アメリカがソ連と宇宙開発競争を展開した時期に、アフリカ系アメリカ人の音楽家はその歴史を独自の手法で表現に取り入れた。50年代から70年代にかけて「宇宙」をモチーフにした黒人音楽のグループやアルバムが多く見られ、中にはアヴァンギャルド・ジャズのサン・ラのように、古代エジプトのファラオの衣装をまといつつ、「宇宙」や「未来」をテーマにしたアーチストもいた。80年代以降もこの流れは途絶えず、やがてSF的な想像力を駆使する黒人作家の宇宙/未来/テクノロジー表象を「アフロ・フューチャリズム」と呼ぶようになった。
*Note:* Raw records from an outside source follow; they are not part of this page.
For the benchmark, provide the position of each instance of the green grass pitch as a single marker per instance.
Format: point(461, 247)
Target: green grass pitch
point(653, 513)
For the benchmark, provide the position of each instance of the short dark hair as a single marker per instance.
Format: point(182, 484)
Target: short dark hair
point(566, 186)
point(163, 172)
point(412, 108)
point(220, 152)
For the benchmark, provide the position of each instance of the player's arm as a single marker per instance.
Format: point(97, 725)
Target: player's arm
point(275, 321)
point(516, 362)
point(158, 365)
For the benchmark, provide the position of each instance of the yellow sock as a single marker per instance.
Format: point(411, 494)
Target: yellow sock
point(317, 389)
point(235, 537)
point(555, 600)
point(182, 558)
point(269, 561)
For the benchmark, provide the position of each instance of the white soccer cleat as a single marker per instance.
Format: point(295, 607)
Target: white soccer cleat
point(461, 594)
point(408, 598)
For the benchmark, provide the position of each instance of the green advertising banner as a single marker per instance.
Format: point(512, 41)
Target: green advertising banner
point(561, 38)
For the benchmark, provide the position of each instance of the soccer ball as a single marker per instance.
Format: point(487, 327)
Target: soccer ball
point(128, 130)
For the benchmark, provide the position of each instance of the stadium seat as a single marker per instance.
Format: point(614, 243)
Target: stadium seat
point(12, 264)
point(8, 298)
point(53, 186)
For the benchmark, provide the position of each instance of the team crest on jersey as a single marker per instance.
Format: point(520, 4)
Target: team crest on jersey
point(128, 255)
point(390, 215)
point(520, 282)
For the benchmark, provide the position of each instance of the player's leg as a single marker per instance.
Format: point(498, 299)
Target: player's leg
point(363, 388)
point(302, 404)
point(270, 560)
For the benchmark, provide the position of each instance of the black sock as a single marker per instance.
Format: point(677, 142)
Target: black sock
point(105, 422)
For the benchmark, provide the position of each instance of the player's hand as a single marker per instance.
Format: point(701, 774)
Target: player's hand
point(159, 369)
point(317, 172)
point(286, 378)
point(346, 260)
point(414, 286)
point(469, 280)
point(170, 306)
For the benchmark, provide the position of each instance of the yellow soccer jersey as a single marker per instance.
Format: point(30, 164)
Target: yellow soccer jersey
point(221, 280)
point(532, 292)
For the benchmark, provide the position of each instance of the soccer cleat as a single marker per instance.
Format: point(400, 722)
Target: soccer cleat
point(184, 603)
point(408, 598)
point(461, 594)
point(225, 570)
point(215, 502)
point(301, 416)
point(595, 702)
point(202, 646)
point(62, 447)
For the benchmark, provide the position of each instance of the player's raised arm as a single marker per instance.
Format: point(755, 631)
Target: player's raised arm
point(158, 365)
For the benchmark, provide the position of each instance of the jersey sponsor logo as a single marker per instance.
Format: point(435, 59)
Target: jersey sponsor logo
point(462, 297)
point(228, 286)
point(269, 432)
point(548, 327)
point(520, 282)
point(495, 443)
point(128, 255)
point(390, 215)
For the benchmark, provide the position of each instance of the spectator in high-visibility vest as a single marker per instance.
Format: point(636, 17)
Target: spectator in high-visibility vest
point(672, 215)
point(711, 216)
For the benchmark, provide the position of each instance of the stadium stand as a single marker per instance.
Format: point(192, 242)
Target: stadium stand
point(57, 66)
その特色は「過去」と「未来」を同居させる点にあり、黒人にとって「未来」は「過去」に刻まれている。「過去」を何度も書き換えることで「未来」が訪れるが、この「差異をともなう反復」という特性はブルースからジャズ、ファンク、ヒップホップにいたる黒人音楽の系譜に流れている。それが「惑星的他者」の偽装として現れたのがマイケルのムーンウォークなのだ ――ということになる。
魅力的で説得力のある記述だが、著者は一方で本書のアメリカ音楽史が、書き換えられる可能性にも言及している。白人と黒人の音楽的融合、あるいは両者の人種的混淆の歴史に沿ってアメリカのポピュラー音楽のそれを分析する場合、決定的に欠落するものがあると言う。存在感を増しつつあるヒスパニックがそれ。では、どうすればいいか。
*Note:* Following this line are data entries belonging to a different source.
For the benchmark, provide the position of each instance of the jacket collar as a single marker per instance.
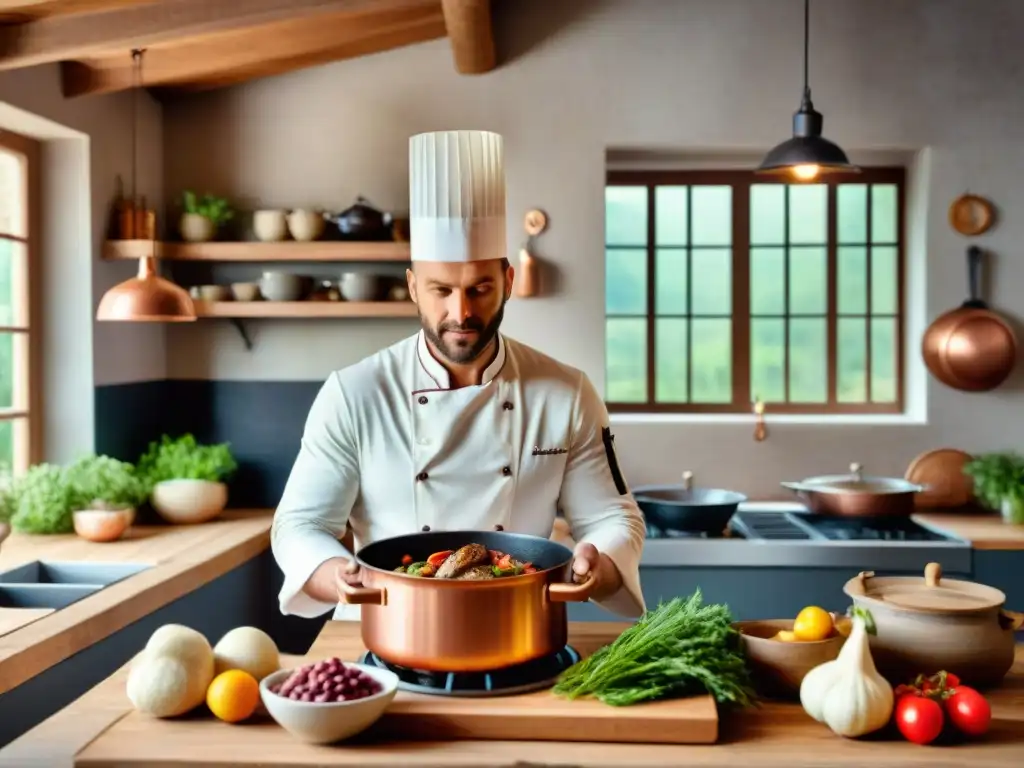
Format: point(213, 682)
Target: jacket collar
point(439, 375)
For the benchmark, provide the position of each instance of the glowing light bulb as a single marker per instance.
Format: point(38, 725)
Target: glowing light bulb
point(805, 172)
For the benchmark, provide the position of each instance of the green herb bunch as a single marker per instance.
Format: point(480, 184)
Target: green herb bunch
point(100, 481)
point(680, 648)
point(997, 477)
point(182, 458)
point(42, 501)
point(209, 206)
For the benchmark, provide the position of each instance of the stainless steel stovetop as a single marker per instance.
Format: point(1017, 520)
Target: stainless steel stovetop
point(786, 535)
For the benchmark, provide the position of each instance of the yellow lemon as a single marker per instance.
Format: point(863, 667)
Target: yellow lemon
point(233, 695)
point(812, 624)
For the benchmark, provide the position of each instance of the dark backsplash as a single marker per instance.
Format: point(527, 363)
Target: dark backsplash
point(262, 421)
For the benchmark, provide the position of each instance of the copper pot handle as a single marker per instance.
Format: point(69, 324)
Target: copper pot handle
point(563, 592)
point(361, 595)
point(1011, 620)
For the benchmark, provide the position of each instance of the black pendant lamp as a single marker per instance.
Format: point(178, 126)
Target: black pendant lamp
point(807, 154)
注目されるのはアメリカ文学や文化研究の領域に起こりつつある大きな変化、すなわち「アメリカ合衆国/カナダ研究」と「ラテンアメリカ研究」に分かれていた境界を取り払い、「南北アメリカ大陸」をひとつの地政学的なフレームワークとして機能させようという試みである。アメリカ文化史におけるヒスパニックやラテンアメリカの重要性を強調するのは、「白」と「黒」の相互交渉の運動に「茶」という第三項を導入することになり、ここにこれまでとはまったく別の南北アメリカ大陸音楽史を浮上させる・・・・・・。
選書という制約があるにもかかわらず、本書は実に豊富で刺激的な視点に満ちている。同時に著者の次なる仕事を期待させずにおかない。受賞を心からお祝いする。